10.2. Character Sets and Collations in MySQL
The MySQL server can support multiple character sets. To list the
available character sets, use the SHOW CHARACTER
SET
statement. A partial listing follows. For more
complete information, see Section 10.9, “Character Sets and Collations That MySQL Supports”.
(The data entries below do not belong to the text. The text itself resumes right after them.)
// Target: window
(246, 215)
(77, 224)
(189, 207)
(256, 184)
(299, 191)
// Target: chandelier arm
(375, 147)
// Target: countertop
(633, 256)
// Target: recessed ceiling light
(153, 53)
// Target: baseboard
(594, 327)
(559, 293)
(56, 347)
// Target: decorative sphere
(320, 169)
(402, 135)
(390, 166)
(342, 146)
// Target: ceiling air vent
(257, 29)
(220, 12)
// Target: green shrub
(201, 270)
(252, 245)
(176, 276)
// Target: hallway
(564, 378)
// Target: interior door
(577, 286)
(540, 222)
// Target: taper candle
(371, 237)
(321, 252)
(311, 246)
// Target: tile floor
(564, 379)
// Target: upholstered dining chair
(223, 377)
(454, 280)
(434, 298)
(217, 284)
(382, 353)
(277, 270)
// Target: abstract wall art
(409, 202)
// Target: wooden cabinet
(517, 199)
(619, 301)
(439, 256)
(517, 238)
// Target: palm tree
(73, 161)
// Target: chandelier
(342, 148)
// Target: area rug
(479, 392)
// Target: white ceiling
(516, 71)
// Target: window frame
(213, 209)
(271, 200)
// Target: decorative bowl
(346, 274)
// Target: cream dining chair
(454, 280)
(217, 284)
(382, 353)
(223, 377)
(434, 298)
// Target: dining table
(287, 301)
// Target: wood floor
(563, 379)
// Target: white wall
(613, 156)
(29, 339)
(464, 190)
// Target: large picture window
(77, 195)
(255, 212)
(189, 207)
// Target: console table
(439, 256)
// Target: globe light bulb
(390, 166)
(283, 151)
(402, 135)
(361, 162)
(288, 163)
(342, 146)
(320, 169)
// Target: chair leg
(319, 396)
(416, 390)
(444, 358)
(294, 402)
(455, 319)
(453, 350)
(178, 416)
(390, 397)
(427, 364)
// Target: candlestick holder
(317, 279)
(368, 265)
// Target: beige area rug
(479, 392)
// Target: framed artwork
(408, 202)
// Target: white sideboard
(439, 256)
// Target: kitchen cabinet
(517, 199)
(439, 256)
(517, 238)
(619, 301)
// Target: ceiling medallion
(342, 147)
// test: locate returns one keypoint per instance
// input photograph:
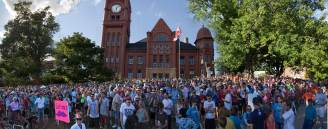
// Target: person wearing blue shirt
(193, 113)
(256, 118)
(310, 115)
(184, 122)
(277, 110)
(174, 95)
(245, 117)
(235, 118)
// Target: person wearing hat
(209, 106)
(256, 117)
(127, 109)
(78, 124)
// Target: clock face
(116, 8)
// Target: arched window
(161, 37)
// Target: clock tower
(116, 34)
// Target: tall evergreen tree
(78, 59)
(267, 34)
(27, 42)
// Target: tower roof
(203, 33)
(161, 26)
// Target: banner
(61, 111)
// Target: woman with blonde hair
(142, 115)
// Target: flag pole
(179, 57)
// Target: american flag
(177, 34)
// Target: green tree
(264, 34)
(26, 43)
(80, 60)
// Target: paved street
(300, 118)
(298, 122)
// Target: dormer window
(161, 37)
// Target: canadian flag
(177, 34)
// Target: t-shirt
(186, 123)
(104, 106)
(160, 118)
(236, 121)
(168, 105)
(210, 106)
(93, 105)
(117, 101)
(73, 94)
(76, 126)
(193, 113)
(276, 107)
(289, 119)
(14, 106)
(257, 119)
(127, 110)
(228, 101)
(39, 102)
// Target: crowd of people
(213, 103)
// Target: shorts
(116, 114)
(103, 119)
(321, 111)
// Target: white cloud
(57, 7)
(138, 13)
(97, 2)
(1, 35)
(160, 14)
(152, 5)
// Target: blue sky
(87, 16)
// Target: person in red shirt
(308, 95)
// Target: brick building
(155, 56)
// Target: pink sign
(61, 111)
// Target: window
(130, 74)
(140, 60)
(154, 49)
(206, 45)
(117, 40)
(117, 60)
(181, 60)
(161, 37)
(191, 60)
(108, 39)
(191, 73)
(161, 59)
(182, 73)
(167, 57)
(154, 59)
(139, 74)
(115, 17)
(113, 38)
(160, 75)
(205, 59)
(167, 75)
(154, 75)
(167, 49)
(130, 60)
(112, 60)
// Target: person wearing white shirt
(127, 109)
(168, 106)
(321, 101)
(288, 116)
(209, 106)
(40, 105)
(228, 101)
(78, 124)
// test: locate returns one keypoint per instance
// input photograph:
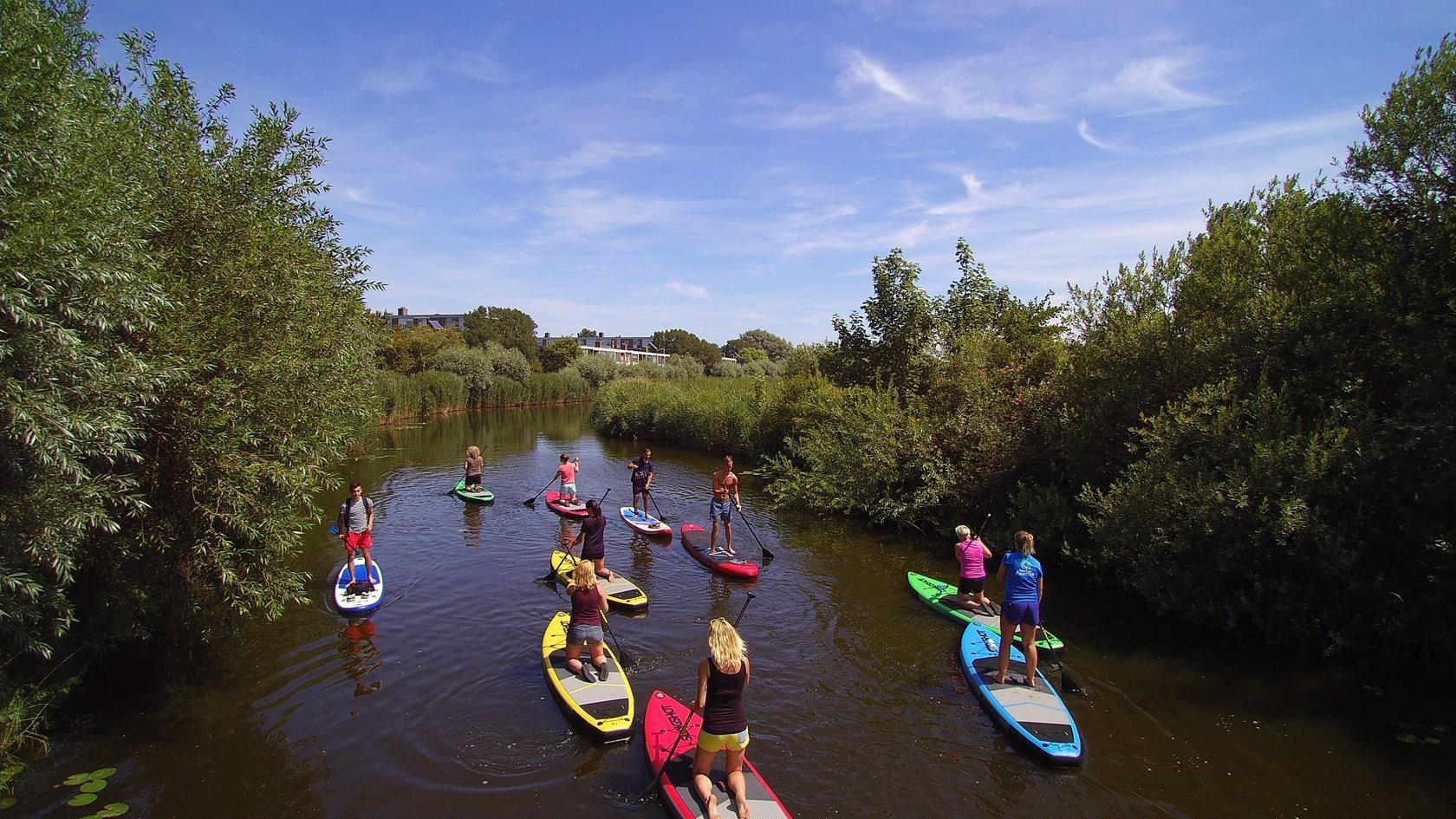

mysql> SHOW CHARACTER SET;
+----------+-----------------------------+---------------------+--------+
| Charset | Description | Default collation | Maxlen |
+----------+-----------------------------+---------------------+--------+
| big5 | Big5 Traditional Chinese | big5_chinese_ci | 2 |
| dec8 | DEC West European | dec8_swedish_ci | 1 |
| cp850 | DOS West European | cp850_general_ci | 1 |
| hp8 | HP West European | hp8_english_ci | 1 |
| koi8r | KOI8-R Relcom Russian | koi8r_general_ci | 1 |
| latin1 | cp1252 West European | latin1_swedish_ci | 1 |
| latin2 | ISO 8859-2 Central European | latin2_general_ci | 1 |
| swe7 | 7bit Swedish | swe7_swedish_ci | 1 |
| ascii | US ASCII | ascii_general_ci | 1 |
| ujis | EUC-JP Japanese | ujis_japanese_ci | 3 |
| sjis | Shift-JIS Japanese | sjis_japanese_ci | 2 |
| hebrew | ISO 8859-8 Hebrew | hebrew_general_ci | 1 |
| tis620 | TIS620 Thai | tis620_thai_ci | 1 |
| euckr | EUC-KR Korean | euckr_korean_ci | 2 |
| koi8u | KOI8-U Ukrainian | koi8u_general_ci | 1 |
| gb2312 | GB2312 Simplified Chinese | gb2312_chinese_ci | 2 |
| greek | ISO 8859-7 Greek | greek_general_ci | 1 |
| cp1250 | Windows Central European | cp1250_general_ci | 1 |
| gbk | GBK Simplified Chinese | gbk_chinese_ci | 2 |
| latin5 | ISO 8859-9 Turkish | latin5_turkish_ci | 1 |
...
Any given character set always has at least one collation. It may
have several collations. To list the collations for a character
set, use the SHOW COLLATION
statement. For
example, to see the collations for the latin1
(cp1252 West European) character set, use this statement to find
those collation names that begin with latin1
:
mysql> SHOW COLLATION LIKE 'latin1%';
+---------------------+---------+----+---------+----------+---------+
| Collation | Charset | Id | Default | Compiled | Sortlen |
+---------------------+---------+----+---------+----------+---------+
| latin1_german1_ci | latin1 | 5 | | | 0 |
| latin1_swedish_ci | latin1 | 8 | Yes | Yes | 1 |
| latin1_danish_ci | latin1 | 15 | | | 0 |
| latin1_german2_ci | latin1 | 31 | | Yes | 2 |
| latin1_bin | latin1 | 47 | | Yes | 1 |
| latin1_general_ci | latin1 | 48 | | | 0 |
| latin1_general_cs | latin1 | 49 | | | 0 |
| latin1_spanish_ci | latin1 | 94 | | | 0 |
+---------------------+---------+----+---------+----------+---------+
The latin1
collations have the following
meanings:
Collations have these general characteristics:
Two different character sets cannot have the same collation.
Each character set has one collation that is the
default collation. For example, the
default collation for latin1
is
latin1_swedish_ci
. The output for
SHOW CHARACTER SET
indicates which
collation is the default for each displayed character set.
There is a convention for collation names: They start with the
name of the character set with which they are associated, they
usually include a language name, and they end with
_ci
(case insensitive),
_cs
(case sensitive), or
_bin
(binary).